You are viewing a plain text version of this content. The canonical link for it is here.
Posted to common-user@hadoop.apache.org by Steve Gao <st...@yahoo.com> on 2009/10/29 20:41:29 UTC

What if an XML file is accross boundary of HDFS chunks?

Does anybody have the similar issue? If you store XML files in HDFS, how can you make sure a chunk reads by a mapper does not contain partical data of an XML segment?

For example:

<title>
<book>book1</book>
<author>me</author>
..............what if this is the boundary of a chunk?...................
<year>2009</year>
<book>book2</book>

<author>me</author>

<year>2009</year>
<book>book3</book>

<author>me</author>

<year>2009</year>
<title>



      

Re: What if an XML file is accross boundary of HDFS chunks?

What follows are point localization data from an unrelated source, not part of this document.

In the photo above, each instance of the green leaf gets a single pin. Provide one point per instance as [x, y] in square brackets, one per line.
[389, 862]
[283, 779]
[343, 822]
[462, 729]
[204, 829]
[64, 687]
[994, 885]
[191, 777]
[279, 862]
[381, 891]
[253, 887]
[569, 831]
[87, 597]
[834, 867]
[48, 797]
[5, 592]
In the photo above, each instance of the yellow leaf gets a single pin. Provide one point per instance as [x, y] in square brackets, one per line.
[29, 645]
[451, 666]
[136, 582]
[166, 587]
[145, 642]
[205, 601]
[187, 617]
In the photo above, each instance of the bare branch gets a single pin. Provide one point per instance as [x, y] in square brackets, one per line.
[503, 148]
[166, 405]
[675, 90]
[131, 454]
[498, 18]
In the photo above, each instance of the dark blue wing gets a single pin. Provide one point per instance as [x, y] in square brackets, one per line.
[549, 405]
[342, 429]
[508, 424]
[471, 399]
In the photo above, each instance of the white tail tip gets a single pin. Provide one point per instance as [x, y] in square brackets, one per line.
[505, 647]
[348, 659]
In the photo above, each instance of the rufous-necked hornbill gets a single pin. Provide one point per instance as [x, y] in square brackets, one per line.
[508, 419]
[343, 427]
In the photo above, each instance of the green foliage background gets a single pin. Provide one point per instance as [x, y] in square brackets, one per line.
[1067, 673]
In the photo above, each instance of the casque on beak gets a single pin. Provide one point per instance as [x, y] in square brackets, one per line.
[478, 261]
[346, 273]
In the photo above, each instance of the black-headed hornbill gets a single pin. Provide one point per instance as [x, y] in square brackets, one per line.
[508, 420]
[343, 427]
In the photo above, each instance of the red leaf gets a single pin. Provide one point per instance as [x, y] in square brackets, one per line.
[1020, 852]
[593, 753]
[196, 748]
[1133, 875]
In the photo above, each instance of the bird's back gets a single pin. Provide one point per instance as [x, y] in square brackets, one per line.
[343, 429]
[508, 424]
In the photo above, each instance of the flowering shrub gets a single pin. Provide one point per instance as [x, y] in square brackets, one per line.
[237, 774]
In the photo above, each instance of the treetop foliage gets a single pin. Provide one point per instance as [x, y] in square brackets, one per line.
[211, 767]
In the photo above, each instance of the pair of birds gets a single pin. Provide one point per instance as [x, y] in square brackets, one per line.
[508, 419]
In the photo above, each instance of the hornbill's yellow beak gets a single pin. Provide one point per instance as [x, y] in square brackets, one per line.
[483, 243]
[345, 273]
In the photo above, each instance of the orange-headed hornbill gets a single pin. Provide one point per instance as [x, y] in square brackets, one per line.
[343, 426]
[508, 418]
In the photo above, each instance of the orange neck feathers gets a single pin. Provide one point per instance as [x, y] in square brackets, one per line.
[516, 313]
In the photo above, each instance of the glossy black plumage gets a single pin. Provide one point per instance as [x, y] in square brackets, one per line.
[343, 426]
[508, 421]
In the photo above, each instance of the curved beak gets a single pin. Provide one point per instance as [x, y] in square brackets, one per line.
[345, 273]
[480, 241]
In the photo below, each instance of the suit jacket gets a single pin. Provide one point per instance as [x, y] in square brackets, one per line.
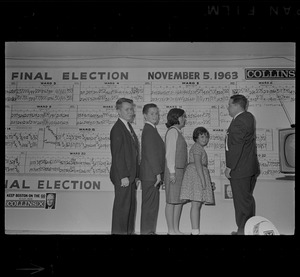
[241, 156]
[124, 152]
[153, 154]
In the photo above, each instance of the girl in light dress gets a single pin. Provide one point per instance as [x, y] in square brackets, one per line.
[197, 187]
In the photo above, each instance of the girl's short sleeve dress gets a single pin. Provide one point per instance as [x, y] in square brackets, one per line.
[191, 189]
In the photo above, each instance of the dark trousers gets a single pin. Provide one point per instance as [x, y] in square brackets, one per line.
[150, 205]
[243, 200]
[124, 210]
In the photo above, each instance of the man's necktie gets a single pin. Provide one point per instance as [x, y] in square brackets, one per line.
[132, 132]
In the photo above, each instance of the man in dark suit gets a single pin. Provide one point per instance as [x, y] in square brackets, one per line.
[124, 168]
[151, 169]
[242, 166]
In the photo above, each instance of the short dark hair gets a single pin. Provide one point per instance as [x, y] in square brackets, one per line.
[121, 101]
[148, 106]
[173, 115]
[199, 131]
[239, 99]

Posted by Brian Bockelman <bb...@cse.unl.edu>.
Hey Steve,

I think I've run across code in SVN that is a splitter for XML entries  
like this.  Look at StreamXmlRecordReader, I think it does what you  
want.

Brian

On Oct 29, 2009, at 4:12 PM, Amandeep Khurana wrote:

> Store the entire xml in one line...
>
> On 10/29/09, Steve Gao <st...@yahoo.com> wrote:
>> Does anybody have the similar issue? If you store XML files in  
>> HDFS, how can
>> you make sure a chunk reads by a mapper does not contain partical  
>> data of an
>> XML segment?
>>
>> For example:
>>
>> <title>
>> <book>book1</book>
>> <author>me</author>
>> ..............what if this is the boundary of a  
>> chunk?...................
>> <year>2009</year>
>> <book>book2</book>
>>
>> <author>me</author>
>>
>> <year>2009</year>
>> <book>book3</book>
>>
>> <author>me</author>
>>
>> <year>2009</year>
>> <title>
>>
>>
>>
>>
>
>
> -- 
>
>
> Amandeep Khurana
> Computer Science Graduate Student
> University of California, Santa Cruz


Re: What if an XML file is accross boundary of HDFS chunks?

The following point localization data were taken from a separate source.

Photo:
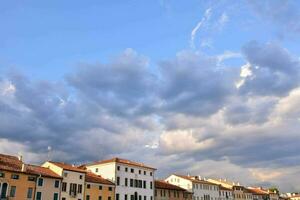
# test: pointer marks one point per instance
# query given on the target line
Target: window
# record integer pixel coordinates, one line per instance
(56, 184)
(55, 196)
(38, 196)
(64, 187)
(40, 182)
(79, 188)
(15, 176)
(12, 191)
(29, 193)
(131, 182)
(31, 178)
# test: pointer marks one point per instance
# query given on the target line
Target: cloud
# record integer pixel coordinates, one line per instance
(284, 14)
(187, 112)
(192, 84)
(273, 70)
(201, 23)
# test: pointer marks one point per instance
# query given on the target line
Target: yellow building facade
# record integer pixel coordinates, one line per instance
(98, 188)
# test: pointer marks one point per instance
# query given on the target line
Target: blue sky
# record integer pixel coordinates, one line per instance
(195, 84)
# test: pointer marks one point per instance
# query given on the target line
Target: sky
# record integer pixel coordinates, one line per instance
(207, 88)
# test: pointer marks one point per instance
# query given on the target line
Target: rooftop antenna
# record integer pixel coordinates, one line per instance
(49, 148)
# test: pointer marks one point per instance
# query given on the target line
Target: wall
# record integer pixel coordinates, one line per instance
(22, 184)
(94, 192)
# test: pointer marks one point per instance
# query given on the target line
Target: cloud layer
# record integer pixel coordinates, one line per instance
(190, 111)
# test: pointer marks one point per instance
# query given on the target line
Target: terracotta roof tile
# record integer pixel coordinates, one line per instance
(123, 161)
(43, 171)
(195, 180)
(94, 178)
(159, 184)
(258, 191)
(68, 167)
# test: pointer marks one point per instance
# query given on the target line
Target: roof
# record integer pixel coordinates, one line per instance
(257, 191)
(122, 161)
(68, 167)
(94, 178)
(160, 184)
(224, 188)
(195, 180)
(43, 171)
(10, 163)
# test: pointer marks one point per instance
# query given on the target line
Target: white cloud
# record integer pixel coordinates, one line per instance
(201, 23)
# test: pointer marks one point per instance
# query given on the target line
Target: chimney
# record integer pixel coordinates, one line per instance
(23, 167)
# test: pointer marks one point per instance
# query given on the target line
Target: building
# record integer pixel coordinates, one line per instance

Posted by Brian Bockelman <bb...@cse.unl.edu>.
Hey Steve,

Look at the mailing list archives - there's a specialized input splitter that you could use that at least 2 different people suggested.

Brian

On Nov 16, 2009, at 2:02 PM, Steve Gao wrote:

> Thanks. But this is not a neat solution in case that the XML block is very large.
> Anybody has another solution? Thanks!
> 
> --- On Thu, 10/29/09, Amandeep Khurana <am...@gmail.com> wrote:
> 
> From: Amandeep Khurana <am...@gmail.com>
> Subject: Re: What if an XML file is accross boundary of HDFS chunks?
> To: common-user@hadoop.apache.org
> Date: Thursday, October 29, 2009, 5:12 PM
> 
> Store the entire xml in one line...
> 
> On 10/29/09, Steve Gao <st...@yahoo.com> wrote:
>> Does anybody have the similar issue? If you store XML files in HDFS, how can
>> you make sure a chunk reads by a mapper does not contain partical data of an
>> XML segment?
>> 
>> For example:
>> 
>> <title>
>> <book>book1</book>
>> <author>me</author>
>> ..............what if this is the boundary of a chunk?...................
>> <year>2009</year>
>> <book>book2</book>
>> 
>> <author>me</author>
>> 
>> <year>2009</year>
>> <book>book3</book>
>> 
>> <author>me</author>
>> 
>> <year>2009</year>
>> <title>
>> 
>> 
>> 
>> 
> 
> 
> -- 
> 
> 
> Amandeep Khurana
> Computer Science Graduate Student
> University of California, Santa Cruz
> 
> 
> 


Re: What if an XML file is accross boundary of HDFS chunks?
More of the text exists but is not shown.